Restart HiveServer2 using the following commands:

$ sudo stop hive-server2
$ sudo start hive-server2

Copy the custom JAR files to the specified HDFS or S3 system directories.

For example:

<LDC Install Dir>$ cp agent/ext/ ldc-hive-formats-6.1.0.jar app-server/ext/
<LDC Install Dir>$ cp agent/ext/ hive-serde-1.2.2.jar app-server/ext/<LDC Install Dir>$ vi agent/conf/configuration.json

Copy the custom JAR files to the Application Server directories in the <LDC Install Dir>/app-server/ext directory.

For example:

<LDC Install Dir>$ cp agent/ext/ ldc-hive-formats-6.1.0.jar app-server/ext/
<LDC Install Dir>$ cp agent/ext/ hive-serde-1.2.2.jar app-server/ext/
<LDC Install Dir>$ vi agent/conf/configuration.json

Edit the Agent’s configuration.json file in the <LDC Install Dir>/agent/conf directory and the Application Server’s configuration.json file in the <LDC Install Dir>/app-server/conf directory with the following changes:

Specify the location of the custom JAR files on the HDFS or S3 system.

In the ldc.profile.customSerde.url key, specify the HDFS/SE path for the Hive SerDes as in the following example:

" ldc.profile.customSerde.url " : {
"value" : "hdfs://hdp.wld.com:8020/user/<yourcompany>/custom-jars",<path to custom SerDe jars>
"type" : "STRING",
"restartRequired” : true,
"readonly" : true,
"description" : "HDFS(hdfs:///) / S3(s3://) path containing custom serde jars to be added to spark sql at runtime", 
"label" : "Custom Serde Jar Location",
"category" : "MISC",
"defaultValue" : "",
"visible" : false,
"uiConfig" : false
},

Save and close the files.

Installing JDBC drivers

To include data in Data Catalog from the supported relational database sources MySQL, MSSQL Server, Oracle, Redshift, SAH-Hana, Snowflake or Teradata, you must place the appropriate JDBC driver in the Data Catalog installation app-server/ext and the agent/ext directories.

In addition to the legacy RDBMS's Data Catalog also supports Amazon Aurora, SAP-HANA, Snowflake, and PostgreSQL.

You should consider of the following information for specific drivers:

Because Aurora is an AWS-hosted, fully-managed database, based on MySQL, Aurora databases are processed byData Catalog using the MYSQL driver.
Data Catalog is not sensitive to the specific version of a driver, so you may want to use the same version of a driver that you know works for other applications in your environment.
The MySQL Connector driver version 5.1.17 should not be used.
When using Hive Server 2 in High Availability mode or with Spark 2, you also need to copy the Hive JDBC driver to the following directories:
- Data Catalog installation directory
- app-server/ext
- agent/ext

Configure CDH

Some versions of CDH using Spark2 may cause the Data Catalog Schema discovery to fail with an IllegalArgumentException Illegal Pattern XXX error.

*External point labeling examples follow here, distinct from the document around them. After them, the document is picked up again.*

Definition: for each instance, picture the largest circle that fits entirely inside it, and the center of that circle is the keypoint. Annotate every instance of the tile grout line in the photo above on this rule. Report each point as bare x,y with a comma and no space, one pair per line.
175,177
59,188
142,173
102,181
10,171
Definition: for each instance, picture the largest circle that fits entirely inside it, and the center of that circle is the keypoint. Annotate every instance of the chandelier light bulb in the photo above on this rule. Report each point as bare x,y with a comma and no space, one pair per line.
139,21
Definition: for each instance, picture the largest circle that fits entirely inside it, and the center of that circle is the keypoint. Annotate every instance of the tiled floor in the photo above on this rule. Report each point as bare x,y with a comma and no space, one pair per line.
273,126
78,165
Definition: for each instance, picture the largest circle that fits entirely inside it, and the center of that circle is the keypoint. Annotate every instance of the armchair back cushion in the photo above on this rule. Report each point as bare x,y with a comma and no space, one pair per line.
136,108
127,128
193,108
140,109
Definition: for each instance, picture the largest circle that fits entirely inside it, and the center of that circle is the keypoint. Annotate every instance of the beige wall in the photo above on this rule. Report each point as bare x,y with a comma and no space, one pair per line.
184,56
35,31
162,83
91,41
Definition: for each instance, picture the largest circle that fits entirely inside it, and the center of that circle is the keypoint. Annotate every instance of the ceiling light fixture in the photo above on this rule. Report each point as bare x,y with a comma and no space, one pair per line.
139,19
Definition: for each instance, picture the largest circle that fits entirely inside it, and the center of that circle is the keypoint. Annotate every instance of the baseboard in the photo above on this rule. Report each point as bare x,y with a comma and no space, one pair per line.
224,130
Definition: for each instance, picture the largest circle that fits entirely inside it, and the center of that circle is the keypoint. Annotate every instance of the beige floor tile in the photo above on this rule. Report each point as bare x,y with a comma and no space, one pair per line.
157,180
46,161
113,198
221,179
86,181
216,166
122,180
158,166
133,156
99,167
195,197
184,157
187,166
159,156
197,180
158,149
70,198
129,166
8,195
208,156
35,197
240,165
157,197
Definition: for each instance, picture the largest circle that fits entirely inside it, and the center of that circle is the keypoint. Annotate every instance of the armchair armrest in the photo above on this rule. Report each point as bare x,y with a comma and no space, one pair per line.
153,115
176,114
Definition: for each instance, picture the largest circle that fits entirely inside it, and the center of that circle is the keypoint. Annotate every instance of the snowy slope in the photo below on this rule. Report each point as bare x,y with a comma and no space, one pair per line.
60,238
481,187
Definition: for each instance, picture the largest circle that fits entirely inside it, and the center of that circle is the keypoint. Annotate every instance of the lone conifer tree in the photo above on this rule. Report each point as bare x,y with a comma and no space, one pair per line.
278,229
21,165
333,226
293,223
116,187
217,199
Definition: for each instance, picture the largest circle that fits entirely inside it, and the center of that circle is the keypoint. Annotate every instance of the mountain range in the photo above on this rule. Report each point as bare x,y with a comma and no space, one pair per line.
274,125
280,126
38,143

If you receive this error, perform the following steps:

Procedure

Stop the Spark2, Application Server, and Agent services.
Copy the commons-lang3 jar from Cloudera's /parcels/SPARK2-2.2.0.cloudera1-1.cdh5.12.0.p0.142354/lib/spark2/jars directory to Data Catalog's Agent and Application Server /ext directories using the following comands:
$ cp /opt/cloudera/parcels/SPARK2-2.2.0.cloudera1-1.cdh5.12.0.p0.142354/lib/spark2/jars/commons-lang3-3.5.jar \ /opt/ldc/app-server/ext/
$ cp /opt/cloudera/parcels/SPARK2-2.2.0.cloudera1-1.cdh5.12.0.p0.142354/lib/spark2/jars/commons-lang3-3.5.jar \ /opt/ldc/agent/ext/
In the Spark2 configuration Advanced section of the Cloudera Manager, add the code spark.executor.extraClassPath=/opt/cloudera/parcels/SPARK2-2.2.0.cloudera1-1.cdh5.12.0.p0.142354/lib/spark2/jars/commons-lang3-3.5.jar to the Spark2 Client Advanced Configuration Snippet (Safety Valve) in spark2-conf/spark-defaults.conf.
Deploy the Spark2 client configuration.
Restart the Spark2, Agent, and Application Server services.

Configuring HDP 3.1

For HDP 3.1, you must set up Hive and Spark to work together and enable Hive support in Data Catalog.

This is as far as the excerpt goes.